Zeroeth stage: check if we are dealing with completely the same input and output formats and dimensions and then just apply memcopy (the kernel is obviously called murder).
Even if formats are the same we may need to scale the input or convert it to account for colourspace details etc etc.
Right from the start we need to check if we deal with a packed format and insert unpack stage or skip it and feed input directly to the processing stage.
On one hand there might be need for input stage converting planar 12-bit input into proper 16-bit input for processing stages, on the other hand it might be skipped in some cases (for efficiency reasons).

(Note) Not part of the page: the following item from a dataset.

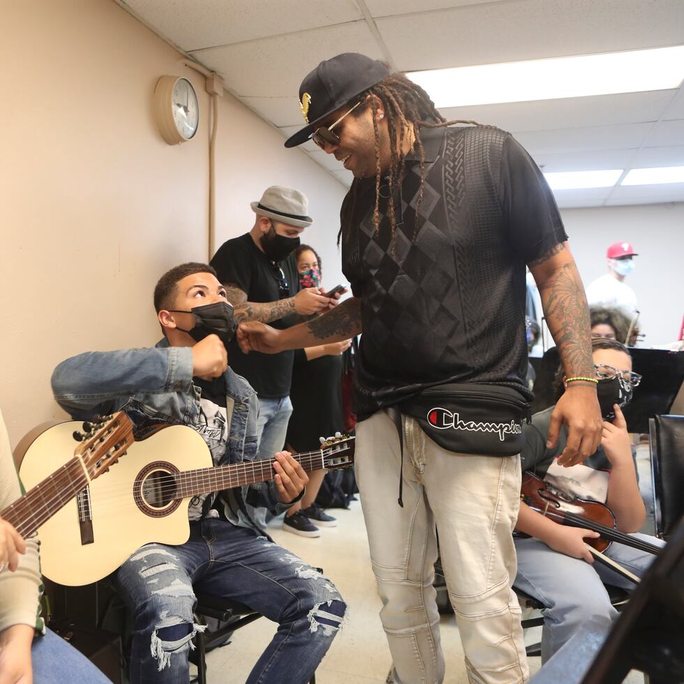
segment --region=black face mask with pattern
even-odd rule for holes
[[[612,420],[615,417],[614,406],[617,404],[623,408],[632,401],[633,392],[632,385],[619,378],[600,379],[596,385],[596,394],[603,419]]]
[[[216,302],[213,304],[193,306],[189,311],[171,309],[173,313],[191,313],[195,318],[195,326],[189,330],[176,327],[181,332],[186,332],[198,342],[201,342],[208,335],[218,335],[228,348],[228,343],[235,336],[237,323],[235,322],[235,311],[227,302]]]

And then you should add a next stage but don’t forget about intermediate planar buffers—they should be allocated for the stage so that the following stage will know where to read its input from.
Now it’s probably a good time to mention that during pipeline construction we should keep track of current format and thus each stage construction should modify it to let the next stage know what input format it should expect (e.g. input was packed 10-bit BGR, unpack makes it into 16-bit planar RGB, scale changes nothing but dimensions and rgb2yuv converts it to 16-bit YUV and pack converts it into output format like YUYV).
Don’t forget that for clarity and simplicity all stages get pointers to the components in the order of the colourspace model components, i.e. it’s always R,G,B even if the input was packed BGR32 (the pointers will point to the start positions of the component in a packed input in that case), and that applies to both input and output.

Kernels are standalone modules that prepare contexts and processing functions but intermediate and scratch buffers are allocated by NAScale core during pipeline construction.
Often you don’t need scratch buffers but when your stage outputs only three components (i.e. RGB) and the next stage demands four (i.e. RGBA) you should allocate a scratch buffer for that stage to use as an input (again, for efficiency reasons we might want to pass through buffers from the previous stage that are not touched in the current one but I’m not sure how to implement that yet).
Developing all of this should be not that hard though and most time should be spent on optimising common cases instead.
And that’s all for now.

NihAV — Notes on Audio

Thursday, December 3rd, 2015

There’s one thing I like in Libav audio design and that’s planar audio. There’s one thing I don’t like about it and that’s handling multichannel audio. As a project with roots intermingled with MPlayer, it has followed M$ definition of multichannel audio and since many multichannel codecs have their own channel order lavc decoders have to define channel reordering tables. And it gets hairier when you have dynamic channel configuration (i.e. not one of the static channels configurations but rather a channel mask defining what channels are present or not). It gets especially fun with codecs that have extensions to the base 5.1 format that redefine existing channels and add new ones (like D*lby and DT$ codecs).

My proposal is that multichannel codecs should not bother with what the library considers The Only True Layout but rather export channel map along with the channel data and let the conversion library figure it out (shuffling pointers is not hard you know).

P.S. It’s hard to blame lu_zero for the current Libav situation but I still shall do it.